Rosina, die Medien überschlagen sich seit geraumer Zeit mit Superlativen, wenn sie über deinen Aufstieg im vergangenen Jahr berichten. Du hast national wie international Titel geholt und deine Bestzeit mit jedem Rennen verbessert. Hast du damit gerechnet?

Rosina Schneider: Ich glaube, mit so etwas hat niemand gerechnet (lacht). Ich hatte mir nämlich vor drei Jahren einen schweren Muskelbündelriss im Oberschenkel zugezogen, der mich lange außer Gefecht gesetzt hat.
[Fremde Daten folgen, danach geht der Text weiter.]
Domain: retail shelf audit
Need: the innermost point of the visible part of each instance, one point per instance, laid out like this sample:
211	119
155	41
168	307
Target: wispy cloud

Als ich dann zurückkam, hatte mich niemand auf dem Schirm und ich bin auch erstmal ohne Erwartungen gelaufen. Dass es direkt so gut lief, hätte selbst ich nicht erwartet.

 
Du kommst ursprünglich aus einem kleinen Ort nahe Horb am Neckar. Seit nun mehr als drei Jahren lebst und trainierst du aber in Stuttgart. Erzähl uns doch ein bisschen von deinem Werdegang…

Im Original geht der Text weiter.